When you go to the racetrack, for example, and you go somewhere besides Saratoga, Keeneland, or Del Mar, it’s pretty much empty. Those are premier meets — they’re short, the purses are good. The top horses are going. The top trainers and the top riders are there because the money is good and it’s easy to pack those places in. When you go to another venue — for example, Arlington Park — you find it’s a beautiful facility. It’s a fantastic place to watch races; it’s easy to get around. However, if you go on Thursday, you’ve got the run of the place, basically.
I’m not sure if it’s the chicken or the egg; I think the biggest problem is that we’ve got a fan base that’s declining, and we kind of know that. We know that our core fans are an older demographic. The younger generation either hasn’t been exposed to or participated in horse racing, so we need to get them interested.
From there, some of our other problems need to be addressed. I think we’re trying to address issues with medication uniformity and keeping things transparent. Those are issues that are problems internally, that we think might have an effect on the people who might be coming to the racetrack.
I’m not sure our idea that there’s a perception of cheating in the sport, or that the animals aren’t being treated well, is correct, because it’s not necessarily keeping people from the track. We had an intense amount of very negative publicity going into the Kentucky Derby, however Churchill Downs experienced attendee and on-site wagering records at the 2012 Derby. So if these internal issues are so crippling, why did we have this huge number of people who were coming to the races? I don’t know that all those issues are core issues, although I do think we need to be responsible and take a look at them.
I feel like our core issue is that there are so many other entertainment venues for people. Horse racing is just something that needs to be promoted in a way that catches people’s attention. And what you hope is that you’ll get people who are in that younger demographic, and who in, say, 15 years, will get into the industry. You can’t get owners until you get interested people.
How do you envision this marketing issue being solved?
Well, there are certain things that we know. For me personally, car racing isn’t that exciting, however it’s grown in popularity by leaps and bounds in the last few years. Why is that? I think we kind of know some of the reasons. It’s the same cast of characters every single time. They spend years making their name and then continue on for years racing. They build a name, they build a following, and they’re able to continue that following. (Horse racing) doesn’t have that opportunity, so you have to market it completely differently. You can’t build it by making the horses the stars (because they commonly retire after just two or three seasons). So how do you promote it then?
I think one of the ways we’re making it more digestible for people is the Run for the Roses program (in its first year for the 2012-2013 Derby season) — by giving points to the races and letting people follow that point system. I think that’s a huge benefit. There are people who don’t like this system; the Illinois Derby wasn’t included. Sure, there are problems, but you never, ever, write a first draft and turn it in. You have to start somewhere and learn from your mistakes and move forward.
Where do you see that marketing push coming from?
Take a look at the successful tracks and why they’re successful.
One of the things we have trouble with is that we race almost 365 days a year, which we didn’t used to do. I think because we have so many racing dates, that people get lost in how mundane it is. What’s special about going to the races if they’re happening every single day across the country? I think successful tracks limit race dates, and focus on building quality races.

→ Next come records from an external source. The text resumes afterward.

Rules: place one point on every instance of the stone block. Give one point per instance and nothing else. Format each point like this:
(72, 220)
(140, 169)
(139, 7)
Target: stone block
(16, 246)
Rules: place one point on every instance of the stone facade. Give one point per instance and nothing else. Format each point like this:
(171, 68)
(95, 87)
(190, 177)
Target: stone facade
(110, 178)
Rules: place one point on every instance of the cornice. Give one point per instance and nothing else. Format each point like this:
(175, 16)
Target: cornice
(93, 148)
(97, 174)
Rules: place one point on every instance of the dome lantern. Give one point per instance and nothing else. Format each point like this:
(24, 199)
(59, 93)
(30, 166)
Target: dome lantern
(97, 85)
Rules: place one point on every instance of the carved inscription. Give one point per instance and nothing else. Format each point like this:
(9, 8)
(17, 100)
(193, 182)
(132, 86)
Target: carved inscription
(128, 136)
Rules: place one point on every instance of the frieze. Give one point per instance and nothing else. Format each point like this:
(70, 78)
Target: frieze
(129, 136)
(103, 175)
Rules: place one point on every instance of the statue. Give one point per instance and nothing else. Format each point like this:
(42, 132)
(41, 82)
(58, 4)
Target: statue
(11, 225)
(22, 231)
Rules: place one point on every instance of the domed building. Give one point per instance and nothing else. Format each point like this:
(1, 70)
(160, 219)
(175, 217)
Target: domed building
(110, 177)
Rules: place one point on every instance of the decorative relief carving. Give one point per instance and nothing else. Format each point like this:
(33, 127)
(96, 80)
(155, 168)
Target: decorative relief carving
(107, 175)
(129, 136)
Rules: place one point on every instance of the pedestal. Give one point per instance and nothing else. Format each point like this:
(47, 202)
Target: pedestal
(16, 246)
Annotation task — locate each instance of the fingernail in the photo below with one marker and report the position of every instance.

When you look at Saratoga, Keeneland and Del Mar, the reason people go is because (it’s special), they want to dress up. They put on their best outfits, they try to go looking nice. You are dressing for the occasion of going to the races. Do you do that on a day going to Philadelphia Park? No.

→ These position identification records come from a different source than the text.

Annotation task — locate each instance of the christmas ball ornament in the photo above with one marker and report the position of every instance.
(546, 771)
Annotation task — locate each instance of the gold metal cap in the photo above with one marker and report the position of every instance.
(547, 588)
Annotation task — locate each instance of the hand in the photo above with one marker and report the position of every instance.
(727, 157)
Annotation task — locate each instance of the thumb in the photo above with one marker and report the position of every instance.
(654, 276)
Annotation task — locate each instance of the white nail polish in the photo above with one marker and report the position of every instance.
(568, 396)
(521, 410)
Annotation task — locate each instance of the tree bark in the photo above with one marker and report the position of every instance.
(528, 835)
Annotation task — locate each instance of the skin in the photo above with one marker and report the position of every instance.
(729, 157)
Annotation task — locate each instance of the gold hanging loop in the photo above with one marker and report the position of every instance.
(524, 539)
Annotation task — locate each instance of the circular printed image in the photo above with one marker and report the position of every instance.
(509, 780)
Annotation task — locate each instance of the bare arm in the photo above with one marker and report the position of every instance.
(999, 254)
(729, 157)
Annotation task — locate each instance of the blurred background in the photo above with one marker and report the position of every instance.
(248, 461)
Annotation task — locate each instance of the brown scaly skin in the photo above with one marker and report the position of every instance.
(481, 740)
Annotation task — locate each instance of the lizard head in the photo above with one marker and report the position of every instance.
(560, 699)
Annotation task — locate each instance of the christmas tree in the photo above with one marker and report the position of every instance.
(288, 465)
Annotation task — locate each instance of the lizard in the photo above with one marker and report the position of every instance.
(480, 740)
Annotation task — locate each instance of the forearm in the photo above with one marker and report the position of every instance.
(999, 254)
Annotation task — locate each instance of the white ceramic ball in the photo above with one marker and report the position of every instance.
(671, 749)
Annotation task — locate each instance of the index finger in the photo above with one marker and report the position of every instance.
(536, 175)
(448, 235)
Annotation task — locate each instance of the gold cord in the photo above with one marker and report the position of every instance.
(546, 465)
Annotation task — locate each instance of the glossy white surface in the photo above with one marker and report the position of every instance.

How do you see racing’s future, given its various issues?
It’s scary, living in Lexington, watching horses go to New York. Will Lexington and this area always be the Horse Capital of the World? Not as long as New York continues to have the purses they do. It’s hard to tell, at this point. People follow the money. That’s always where it’s going to go. I don’t think it will always be in New York, though. There will probably eventually be a shift somewhere else, whether it’s back to Kentucky or elsewhere. People want to be competitive.
I think there will always be an interest in horse racing. The animals themselves are beautiful. They have personalities. They are athletes in a much different way than any other sporting animal.
And the people involved in horse racing are incredibly passionate. Now they all may have different ideas about how things should be done, but I do think that they want to see the sport continue and are willing to make sacrifices to keep it moving forward.
I do believe we’ll get through all of it. It won’t necessarily be the easiest thing, but I don’t think it’ll be shut down. I can’t imagine not having it.